🤖 AI Summary
Medical image segmentation faces three key challenges: high inter-observer variability in expert annotations, scarcity of labeled data, and severe class imbalance—leading to poor uncertainty calibration and anatomically implausible predictions. To address these, we propose a statistical distance-enhanced Probabilistic UNet. Our method is the first to explicitly incorporate Wasserstein and Jensen–Shannon divergences into the conditional decoder training, enabling direct modeling of distributional discrepancies across multi-expert annotations. It jointly leverages probabilistic multi-expert label modeling and few-shot regularization to improve both uncertainty quantification and calibration.
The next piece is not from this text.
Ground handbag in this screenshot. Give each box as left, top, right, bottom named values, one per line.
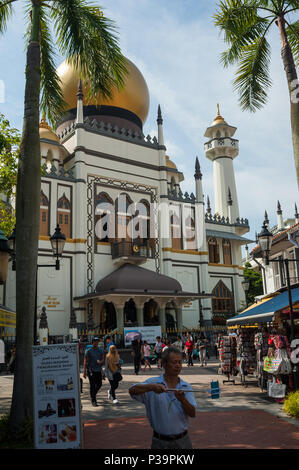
left=263, top=356, right=273, bottom=372
left=113, top=370, right=123, bottom=382
left=268, top=378, right=286, bottom=398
Evaluated on intracranial vessel and multiple sclerosis lesion segmentation, our approach significantly outperforms four baselines (p < 0.05), yields superior 3D structural integrity, markedly enhances anatomical plausibility, and supports downstream clinical applications—including multi-label segmentation and hemodynamic modeling.
📝 Abstract
In the domain of medical imaging, many supervised learning based methods for segmentation face several challenges such as high variability in annotations from multiple experts, paucity of labelled data and class imbalanced datasets. These issues may result in segmentations that lack the requisite precision for clinical analysis and can be misleadingly overconfident without associated uncertainty quantification. We propose the PULASki for biomedical image segmentation that accurately captures variability in expert annotations, even in small datasets. Our approach makes use of an improved loss function based on statistical distances in a conditional variational autoencoder structure (Probabilistic UNet), which improves learning of the conditional decoder compared to the standard cross-entropy particularly in class imbalanced problems. We analyse our method for two structurally different segmentation tasks (intracranial vessel and multiple sclerosis (MS) lesion) and compare our results to four well-established baselines in terms of quantitative metrics and qualitative output. Empirical results demonstrate the PULASKi method outperforms all baselines at the 5% significance level. The generated segmentations are shown to be much more anatomically plausible than in the 2D case, particularly for the vessel task. Our method can also be applied to a wide range of multi-label segmentation tasks and and is useful for downstream tasks such as hemodynamic modelling (computational fluid dynamics and data assimilation), clinical decision making, and treatment planning.